I was looking at another package (pandoc-types
) that had compilation slowdowns, so I forked it and replaced all generically derived FromJSON
/ToJSON
instances with Template Haskell–derived instances. The results are encouraging. On my 64-bit Linux laptop with 4 GB of RAM, I compiled both versions of pandoc-types
with aeson-0.10
:
pandoc-types
(no changes):$ /usr/bin/time -v cabal install pandoc-types
Resolving dependencies...
Downloading pandoc-types-1.16.0.1...
Configuring pandoc-types-1.16.0.1...
Building pandoc-types-1.16.0.1...
Installed pandoc-types-1.16.0.1
Command being timed: "cabal install pandoc-types"
User time (seconds): 251.96
System time (seconds): 5.90
Percent of CPU this job got: 41%
Elapsed (wall clock) time (h:mm:ss or m:ss): 10:20.85
Average shared text size (kbytes): 0
Average unshared data size (kbytes): 0
Average stack size (kbytes): 0
Average total size (kbytes): 0
Maximum resident set size (kbytes): 3048536
Average resident set size (kbytes): 0
Major (requiring I/O) page faults: 54055
Minor (reclaiming a frame) page faults: 1332223
Voluntary context switches: 61491
Involuntary context switches: 15193
Swaps: 0
File system inputs: 3456696
File system outputs: 123552
Socket messages sent: 0
Socket messages received: 0
Signals delivered: 0
Page size (bytes): 4096
Exit status: 0
pandoc-types
(using Template Haskell instead):$ /usr/bin/time -v cabal install .
Resolving dependencies...
Configuring pandoc-types-1.16.1...
Building pandoc-types-1.16.1...
Installed pandoc-types-1.16.1
Command being timed: "cabal install ."
User time (seconds): 59.07
System time (seconds): 1.17
Percent of CPU this job got: 93%
Elapsed (wall clock) time (h:mm:ss or m:ss): 1:04.23
Average shared text size (kbytes): 0
Average unshared data size (kbytes): 0
Average stack size (kbytes): 0
Average total size (kbytes): 0
Maximum resident set size (kbytes): 756052
Average resident set size (kbytes): 0
Major (requiring I/O) page faults: 20
Minor (reclaiming a frame) page faults: 410406
Voluntary context switches: 2605
Involuntary context switches: 3242
Swaps: 0
File system inputs: 34984
File system outputs: 118000
Socket messages sent: 0
Socket messages received: 0
Signals delivered: 0
Page size (bytes): 4096
Exit status: 0
tl;dr Compilation time went from over 10 minutes to 1 minute, and went from using 3 GB of RAM (and thrashing my laptop mercilessly) to less than 1 GB after switching to TH.

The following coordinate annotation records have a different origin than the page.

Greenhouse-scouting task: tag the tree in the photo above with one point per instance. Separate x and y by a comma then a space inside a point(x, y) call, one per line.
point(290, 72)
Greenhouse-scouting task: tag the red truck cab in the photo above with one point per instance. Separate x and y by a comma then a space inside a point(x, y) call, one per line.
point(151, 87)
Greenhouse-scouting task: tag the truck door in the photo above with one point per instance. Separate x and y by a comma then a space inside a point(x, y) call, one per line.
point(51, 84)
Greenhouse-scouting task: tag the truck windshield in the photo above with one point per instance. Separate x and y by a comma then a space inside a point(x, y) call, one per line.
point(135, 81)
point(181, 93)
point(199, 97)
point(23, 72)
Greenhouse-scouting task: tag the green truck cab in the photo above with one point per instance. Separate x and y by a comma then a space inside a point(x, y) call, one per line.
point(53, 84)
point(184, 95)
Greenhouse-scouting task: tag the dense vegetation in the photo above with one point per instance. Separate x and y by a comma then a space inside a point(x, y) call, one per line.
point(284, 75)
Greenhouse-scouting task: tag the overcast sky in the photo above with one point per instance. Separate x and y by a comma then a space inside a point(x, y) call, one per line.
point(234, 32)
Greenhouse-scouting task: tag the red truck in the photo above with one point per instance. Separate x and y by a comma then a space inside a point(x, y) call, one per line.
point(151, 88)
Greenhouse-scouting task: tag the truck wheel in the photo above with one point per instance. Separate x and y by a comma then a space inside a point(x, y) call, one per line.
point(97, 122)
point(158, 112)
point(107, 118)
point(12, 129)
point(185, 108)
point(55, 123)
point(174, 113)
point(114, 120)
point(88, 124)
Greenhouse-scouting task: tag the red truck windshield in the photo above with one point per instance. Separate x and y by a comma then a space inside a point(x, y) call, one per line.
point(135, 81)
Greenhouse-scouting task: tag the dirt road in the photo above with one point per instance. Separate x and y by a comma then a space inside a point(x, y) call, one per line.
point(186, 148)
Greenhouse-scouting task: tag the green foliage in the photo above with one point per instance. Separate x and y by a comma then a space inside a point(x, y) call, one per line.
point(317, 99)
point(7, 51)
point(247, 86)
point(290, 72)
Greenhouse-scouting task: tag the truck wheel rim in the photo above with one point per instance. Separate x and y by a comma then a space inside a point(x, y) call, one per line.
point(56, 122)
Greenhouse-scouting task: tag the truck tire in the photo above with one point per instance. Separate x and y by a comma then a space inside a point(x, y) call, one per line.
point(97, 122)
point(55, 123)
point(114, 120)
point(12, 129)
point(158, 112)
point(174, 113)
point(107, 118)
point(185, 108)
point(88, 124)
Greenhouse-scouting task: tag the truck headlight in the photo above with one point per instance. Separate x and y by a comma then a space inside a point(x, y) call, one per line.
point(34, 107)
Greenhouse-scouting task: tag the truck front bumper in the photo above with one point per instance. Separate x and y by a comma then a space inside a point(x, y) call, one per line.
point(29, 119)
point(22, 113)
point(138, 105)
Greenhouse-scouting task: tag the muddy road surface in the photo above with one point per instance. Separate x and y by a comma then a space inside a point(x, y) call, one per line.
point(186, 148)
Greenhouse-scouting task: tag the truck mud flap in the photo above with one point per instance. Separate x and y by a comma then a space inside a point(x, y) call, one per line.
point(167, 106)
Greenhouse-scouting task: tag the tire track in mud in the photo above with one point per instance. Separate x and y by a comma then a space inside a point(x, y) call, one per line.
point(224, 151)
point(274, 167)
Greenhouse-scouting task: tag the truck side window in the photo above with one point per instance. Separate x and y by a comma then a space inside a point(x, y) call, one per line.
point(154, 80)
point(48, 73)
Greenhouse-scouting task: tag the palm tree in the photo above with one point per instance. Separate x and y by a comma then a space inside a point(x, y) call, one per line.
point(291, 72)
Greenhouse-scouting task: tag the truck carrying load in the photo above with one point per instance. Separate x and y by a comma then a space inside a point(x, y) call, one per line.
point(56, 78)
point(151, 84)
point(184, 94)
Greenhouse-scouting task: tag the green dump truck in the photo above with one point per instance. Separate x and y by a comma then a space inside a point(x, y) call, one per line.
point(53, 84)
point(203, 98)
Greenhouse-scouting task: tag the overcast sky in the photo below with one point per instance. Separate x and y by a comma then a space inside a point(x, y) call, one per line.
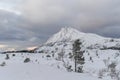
point(31, 22)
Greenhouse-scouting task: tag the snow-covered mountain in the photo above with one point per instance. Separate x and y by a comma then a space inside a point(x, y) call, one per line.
point(99, 52)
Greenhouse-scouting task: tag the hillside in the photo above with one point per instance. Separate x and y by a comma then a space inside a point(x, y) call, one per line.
point(99, 52)
point(54, 59)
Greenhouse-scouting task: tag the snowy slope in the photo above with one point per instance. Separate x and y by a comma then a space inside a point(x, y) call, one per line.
point(99, 53)
point(16, 69)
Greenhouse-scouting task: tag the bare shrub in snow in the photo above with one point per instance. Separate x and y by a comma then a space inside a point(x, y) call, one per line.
point(3, 64)
point(7, 57)
point(27, 60)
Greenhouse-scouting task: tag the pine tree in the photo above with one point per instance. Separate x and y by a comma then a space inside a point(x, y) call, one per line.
point(78, 56)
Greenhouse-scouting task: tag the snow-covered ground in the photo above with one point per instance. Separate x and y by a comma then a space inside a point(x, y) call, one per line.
point(37, 69)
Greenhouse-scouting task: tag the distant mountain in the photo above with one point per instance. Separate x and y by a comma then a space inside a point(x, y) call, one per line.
point(99, 52)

Did you measure just compilation performance, or run-time performance too? Does reducing inlining affect encoding/decoding speed at all?
I just ran a benchmark from the aeson
repo that tests the performance of the generic deriving mechanism and posted the results here. From what I can tell, my changes don't appreciably affect the runtime performance.
Good news: aeson-0.11
was just released, which fixes this issue! I just compiled hermit-shell
and HERMIT.RemoteShell.Orphange
compiled in a manner of seconds without eating up too much memory. I've adjusted hermit-shell.cabal
to allow aeson-0.11
(but to disallow aeson-0.10
, so that Travis won't try to pick it while we wait for hermit-shell
's dependencies to upgrade to aeson-0.11
as well).
Great! I was just about to push remote-json to hackage. I'll make sure it all works with aeson-0.11, and push it. Should make building hermit a bit easier. Do you know the status of KURE?

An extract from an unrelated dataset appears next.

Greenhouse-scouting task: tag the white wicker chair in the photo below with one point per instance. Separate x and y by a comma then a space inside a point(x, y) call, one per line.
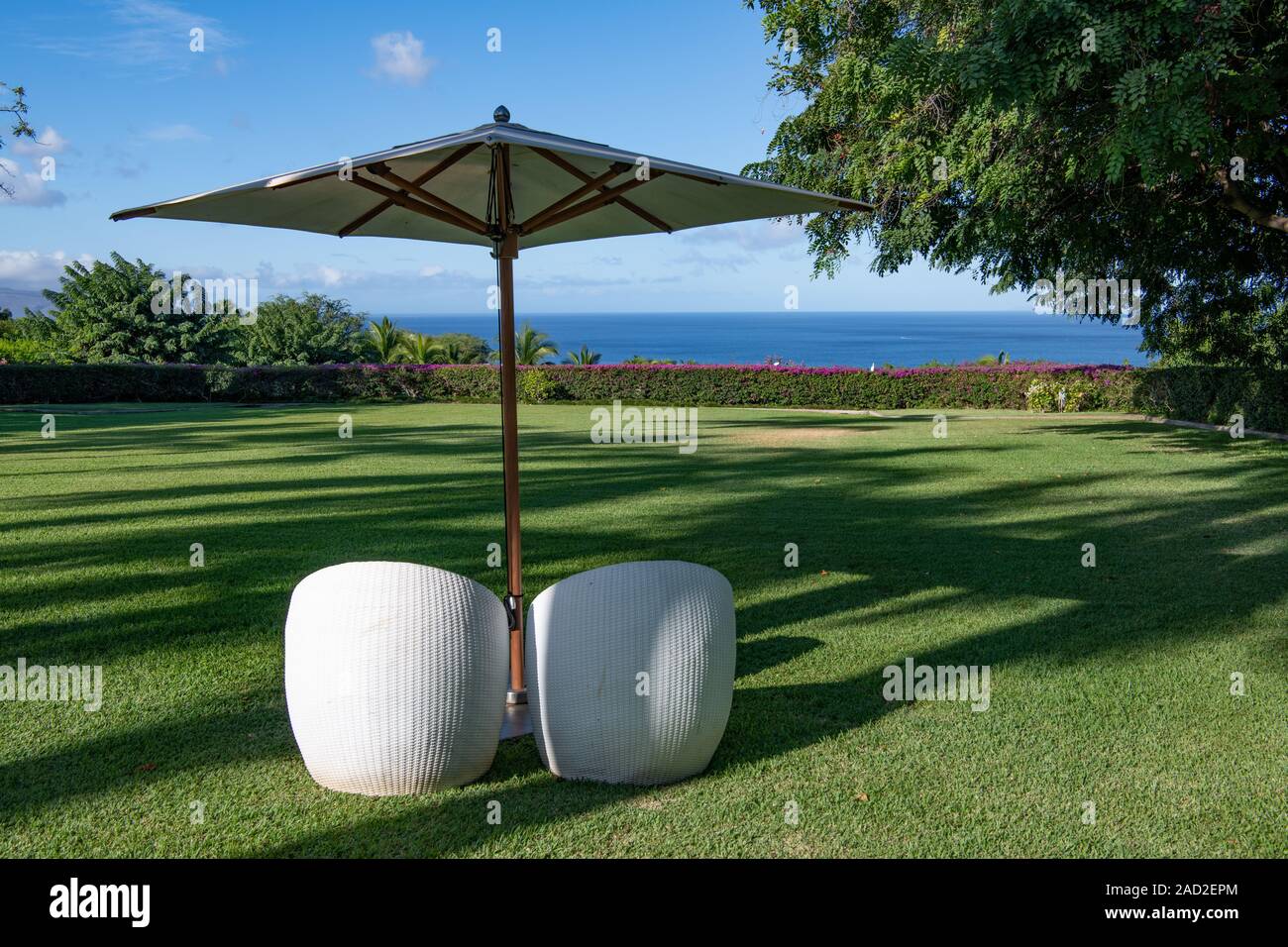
point(589, 641)
point(395, 677)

HERMIT still needs to be overhauled to use kure-3
(and I say overhauled because it will involve a significant amount of refactoring). Sadly, I don't think I'll have much time in the forseeable future to work on it.
Wow, it sounds like aeson-0.11 is a major improvement over even aeson-0.9! Awesome.

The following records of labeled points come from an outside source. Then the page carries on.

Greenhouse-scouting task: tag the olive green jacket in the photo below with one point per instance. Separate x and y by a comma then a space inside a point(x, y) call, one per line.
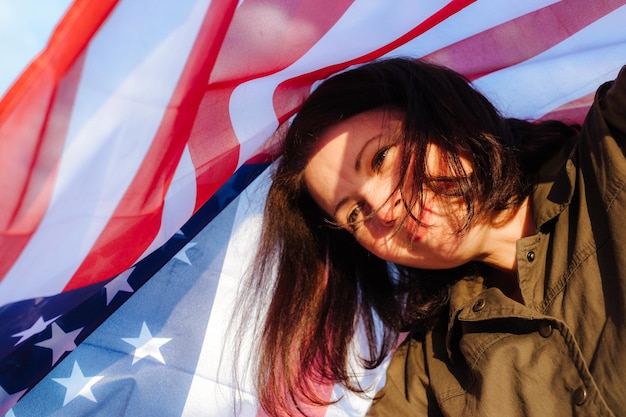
point(562, 352)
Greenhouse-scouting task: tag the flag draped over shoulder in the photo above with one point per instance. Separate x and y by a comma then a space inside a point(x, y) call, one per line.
point(127, 145)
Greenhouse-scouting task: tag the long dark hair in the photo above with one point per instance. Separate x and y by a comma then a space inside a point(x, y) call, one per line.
point(319, 283)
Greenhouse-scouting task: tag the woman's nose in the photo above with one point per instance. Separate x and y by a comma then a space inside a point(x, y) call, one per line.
point(389, 211)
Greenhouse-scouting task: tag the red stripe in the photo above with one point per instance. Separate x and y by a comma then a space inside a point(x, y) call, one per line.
point(290, 94)
point(264, 38)
point(137, 219)
point(522, 38)
point(34, 115)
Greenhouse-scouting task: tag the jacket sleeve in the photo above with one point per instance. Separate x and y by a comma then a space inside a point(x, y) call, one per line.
point(406, 392)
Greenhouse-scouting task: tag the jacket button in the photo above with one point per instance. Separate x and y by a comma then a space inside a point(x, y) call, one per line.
point(478, 305)
point(545, 329)
point(580, 395)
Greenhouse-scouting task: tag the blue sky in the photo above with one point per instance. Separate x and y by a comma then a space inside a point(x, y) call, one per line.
point(25, 26)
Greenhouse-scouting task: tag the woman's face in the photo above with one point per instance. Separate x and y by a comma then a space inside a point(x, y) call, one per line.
point(353, 177)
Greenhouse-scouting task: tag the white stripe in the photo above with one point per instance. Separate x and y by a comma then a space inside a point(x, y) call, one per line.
point(210, 381)
point(131, 70)
point(473, 19)
point(568, 71)
point(179, 203)
point(364, 27)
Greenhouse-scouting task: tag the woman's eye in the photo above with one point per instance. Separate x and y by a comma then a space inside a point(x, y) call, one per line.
point(353, 216)
point(379, 158)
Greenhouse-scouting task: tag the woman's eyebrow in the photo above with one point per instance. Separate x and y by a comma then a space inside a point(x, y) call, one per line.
point(357, 167)
point(357, 162)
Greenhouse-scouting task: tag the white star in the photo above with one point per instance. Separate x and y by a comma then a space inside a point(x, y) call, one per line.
point(78, 385)
point(39, 326)
point(60, 342)
point(147, 345)
point(119, 284)
point(9, 400)
point(182, 254)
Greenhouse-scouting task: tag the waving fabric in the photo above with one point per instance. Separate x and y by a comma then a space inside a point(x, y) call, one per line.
point(127, 145)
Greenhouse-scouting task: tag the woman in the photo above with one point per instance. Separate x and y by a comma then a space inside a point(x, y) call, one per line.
point(505, 237)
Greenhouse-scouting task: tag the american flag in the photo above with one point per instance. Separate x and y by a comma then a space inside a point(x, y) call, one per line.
point(128, 139)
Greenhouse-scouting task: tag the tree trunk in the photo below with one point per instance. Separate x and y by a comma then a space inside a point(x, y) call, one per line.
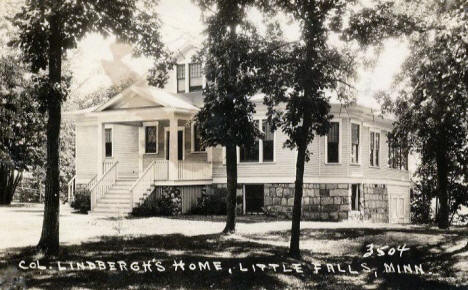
point(49, 242)
point(442, 180)
point(231, 173)
point(294, 250)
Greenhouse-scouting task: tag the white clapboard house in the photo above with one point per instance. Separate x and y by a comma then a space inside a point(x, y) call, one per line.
point(143, 138)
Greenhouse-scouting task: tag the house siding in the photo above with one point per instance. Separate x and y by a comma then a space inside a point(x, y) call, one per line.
point(86, 152)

There is a massive increase in the amount of memory required to compile hermit-shell with GHC 7.10.3, to the point that it is crashing the VM I'm using.
The memory usage skyrockets when compiling the
HERMIT.RemoteShell.Orphanage
module which leads me to believe that the problem may be related to this GHC/binary bug: https://ghc.haskell.org/trac/ghc/ticket/9630Does anyone have time to confirm this and possibly replace some of the generic instances with manually written ones as a short term fix?
I'd volunteer to do it myself, but my hands are tied for the time being.